Vietnam earmarks some US$1 billion every year for repaying official development assistance (ODA) loans, one Ministry of Finance agency said on Tuesday.
The $1 billion annual loan repayment covers both principal ODA debt and interest, Hoang Hai, deputy head of the ministry’s agency for debt management, told a meeting in Hanoi.
Vietnam’s ODA loans topped $45 billion in the 2005-15 period, with the funds mostly allocated to infrastructure development, healthcare, education and agricultural sectors, according to the official.
Hai admitted that Vietnam is currently forced to take on new debts to repay the old ones, but added that this is common practice also used by such countries as the U.S. or Japan.
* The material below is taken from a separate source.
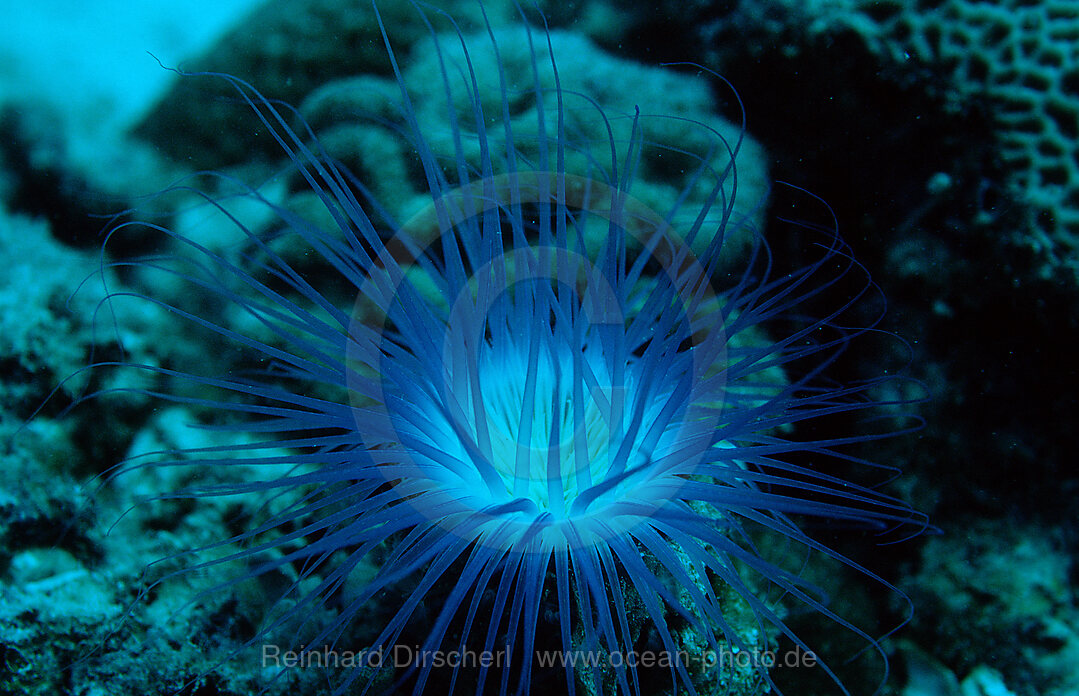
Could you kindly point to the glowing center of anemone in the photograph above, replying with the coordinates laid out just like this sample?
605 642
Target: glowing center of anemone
550 433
The official said that the ODA repayment is still modest compared to the money Vietnam spends on repaying domestic debts.
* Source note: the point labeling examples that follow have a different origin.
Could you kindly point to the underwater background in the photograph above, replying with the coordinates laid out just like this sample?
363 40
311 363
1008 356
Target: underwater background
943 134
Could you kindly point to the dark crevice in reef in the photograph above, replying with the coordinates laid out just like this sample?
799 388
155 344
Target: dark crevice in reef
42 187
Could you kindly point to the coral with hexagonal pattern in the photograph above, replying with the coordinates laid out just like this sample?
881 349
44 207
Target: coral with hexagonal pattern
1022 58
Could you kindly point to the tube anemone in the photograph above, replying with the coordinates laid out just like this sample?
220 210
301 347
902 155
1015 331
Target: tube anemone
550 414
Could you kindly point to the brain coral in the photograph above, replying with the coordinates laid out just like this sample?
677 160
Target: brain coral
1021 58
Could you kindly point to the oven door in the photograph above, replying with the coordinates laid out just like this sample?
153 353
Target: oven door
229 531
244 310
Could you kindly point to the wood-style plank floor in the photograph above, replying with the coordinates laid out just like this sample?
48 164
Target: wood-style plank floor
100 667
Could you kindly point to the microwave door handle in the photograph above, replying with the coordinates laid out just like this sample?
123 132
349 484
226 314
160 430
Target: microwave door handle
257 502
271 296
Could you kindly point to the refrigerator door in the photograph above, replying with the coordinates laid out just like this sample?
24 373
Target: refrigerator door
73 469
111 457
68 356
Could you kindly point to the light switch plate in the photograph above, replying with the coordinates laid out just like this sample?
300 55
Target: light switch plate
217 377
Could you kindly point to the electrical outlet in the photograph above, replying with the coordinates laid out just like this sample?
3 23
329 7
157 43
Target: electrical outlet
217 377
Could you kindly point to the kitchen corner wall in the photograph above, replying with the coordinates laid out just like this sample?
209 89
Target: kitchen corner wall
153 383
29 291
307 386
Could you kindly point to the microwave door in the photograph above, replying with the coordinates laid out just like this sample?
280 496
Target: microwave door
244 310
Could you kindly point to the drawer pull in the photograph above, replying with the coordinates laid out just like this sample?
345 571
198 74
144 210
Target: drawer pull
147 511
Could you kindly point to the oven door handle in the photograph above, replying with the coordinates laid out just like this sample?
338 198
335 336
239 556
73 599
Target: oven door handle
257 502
As of the end of last month, Vietnam had spent VND176.8 trillion ($7.89 billion) on repaying debts of all types this year, with domestic debts accounting for VND140 trillion ($6.25 billion), Hai said.
Tuesday’s meeting was held by the debt management agency to brief all relevant bodies on ODA distribution plans, particularly after mid-2017, when Vietnam is no longer able to enjoy favorable ODA loans.
With Vietnam officially becoming a middle-income country in 2010, many donors have reduced loans to the Southeast Asian country, and switched to granting mixed loans instead of pure ODA.
Beginning July 2017, Vietnam will no longer be able to enjoy preferential ODA loan conditions, but will have to borrow at higher interest rates and narrower terms.
The new interest rates could be 2 to 3.5 percent higher than before and repayment terms could be halved, according to the debt management agency.